While the world’s largest money manager reported a new high of $10.6 trillion in assets under management, Fink pointed to record inflows into BlackRock’s ETF products, as well as high levels of client interest in infrastructure products that invest in energy and data centers.

“Assets are moving,” Fink said, as investors who still hold huge piles of cash brace for a U.S. interest rate cut as early as September, realizing they missed out on a big rally in stocks this year.

Equity investors are already divided between passive index funds and high-fee private equity funds that promise uncorrelated returns, he added. Now the same divide applies to fixed income.

“We’ve been talking about the impact of equities on the stock market. And I think we’re starting to see that here in the bond market,” he continued. “It’s a moment where people are reevaluating their investments away from cash and are going to be moving heavily into fixed income… ETFs and alternative income-oriented products” like private credit and infrastructure debt funds.

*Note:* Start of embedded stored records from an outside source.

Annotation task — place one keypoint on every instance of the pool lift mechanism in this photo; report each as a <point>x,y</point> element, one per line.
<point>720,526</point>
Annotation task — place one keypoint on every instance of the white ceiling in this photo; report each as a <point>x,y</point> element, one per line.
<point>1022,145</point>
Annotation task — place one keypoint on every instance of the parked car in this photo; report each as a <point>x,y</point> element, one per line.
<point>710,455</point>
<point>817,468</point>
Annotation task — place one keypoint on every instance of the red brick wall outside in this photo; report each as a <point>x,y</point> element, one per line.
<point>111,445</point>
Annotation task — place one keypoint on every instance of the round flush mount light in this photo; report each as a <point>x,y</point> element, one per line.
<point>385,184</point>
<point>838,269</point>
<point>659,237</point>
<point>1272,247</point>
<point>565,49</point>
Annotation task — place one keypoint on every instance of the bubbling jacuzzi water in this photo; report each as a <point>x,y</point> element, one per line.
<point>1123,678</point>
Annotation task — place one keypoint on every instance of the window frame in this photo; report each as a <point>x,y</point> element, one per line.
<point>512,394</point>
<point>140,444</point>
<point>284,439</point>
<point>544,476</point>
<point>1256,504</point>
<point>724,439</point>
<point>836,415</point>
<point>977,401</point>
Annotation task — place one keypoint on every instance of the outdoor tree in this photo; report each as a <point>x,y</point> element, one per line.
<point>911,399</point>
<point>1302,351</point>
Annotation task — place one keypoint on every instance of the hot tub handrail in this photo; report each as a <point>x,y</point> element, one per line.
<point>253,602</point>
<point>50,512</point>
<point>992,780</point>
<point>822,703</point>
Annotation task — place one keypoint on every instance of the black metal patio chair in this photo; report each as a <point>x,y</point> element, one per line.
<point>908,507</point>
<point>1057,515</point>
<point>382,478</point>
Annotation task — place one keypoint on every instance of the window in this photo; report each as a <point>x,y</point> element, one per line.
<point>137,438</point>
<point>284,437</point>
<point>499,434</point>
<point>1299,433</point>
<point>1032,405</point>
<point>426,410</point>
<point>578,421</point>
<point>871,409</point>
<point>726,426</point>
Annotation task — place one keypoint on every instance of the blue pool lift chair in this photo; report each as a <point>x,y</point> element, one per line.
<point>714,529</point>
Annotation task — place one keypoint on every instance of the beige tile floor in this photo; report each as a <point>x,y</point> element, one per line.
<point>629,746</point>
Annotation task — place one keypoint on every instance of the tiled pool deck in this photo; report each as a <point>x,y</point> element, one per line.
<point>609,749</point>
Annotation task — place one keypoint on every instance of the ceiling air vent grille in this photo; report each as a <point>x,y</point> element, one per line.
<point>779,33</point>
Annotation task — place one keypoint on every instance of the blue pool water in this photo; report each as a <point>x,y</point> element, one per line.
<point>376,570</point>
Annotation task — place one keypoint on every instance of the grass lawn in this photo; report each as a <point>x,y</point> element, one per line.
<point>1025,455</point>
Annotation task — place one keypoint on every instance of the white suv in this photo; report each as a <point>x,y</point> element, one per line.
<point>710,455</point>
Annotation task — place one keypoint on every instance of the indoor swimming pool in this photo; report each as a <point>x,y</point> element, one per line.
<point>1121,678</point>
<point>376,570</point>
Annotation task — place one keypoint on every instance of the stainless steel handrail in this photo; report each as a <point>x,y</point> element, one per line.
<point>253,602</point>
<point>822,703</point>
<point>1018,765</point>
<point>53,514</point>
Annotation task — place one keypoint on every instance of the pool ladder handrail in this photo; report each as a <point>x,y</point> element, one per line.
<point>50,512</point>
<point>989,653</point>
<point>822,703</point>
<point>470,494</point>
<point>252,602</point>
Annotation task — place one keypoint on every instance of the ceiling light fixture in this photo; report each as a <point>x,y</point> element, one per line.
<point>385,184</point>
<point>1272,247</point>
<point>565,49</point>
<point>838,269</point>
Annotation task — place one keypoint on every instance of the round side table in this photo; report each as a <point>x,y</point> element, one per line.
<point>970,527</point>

BlackRock is “very well positioned for that,” Fink said, due to its massive iShares ETF business and its pending acquisition of Global Infrastructure Partners, which is set to close by the end of September.

Fink’s comments to analysts came as the world’s largest asset manager reported revenue of $4.81 billion for the quarter ended June 30 — up 8 percent year-on-year on higher assets under management but slightly below the $4.84 billion analysts had expected in a Bloomberg survey.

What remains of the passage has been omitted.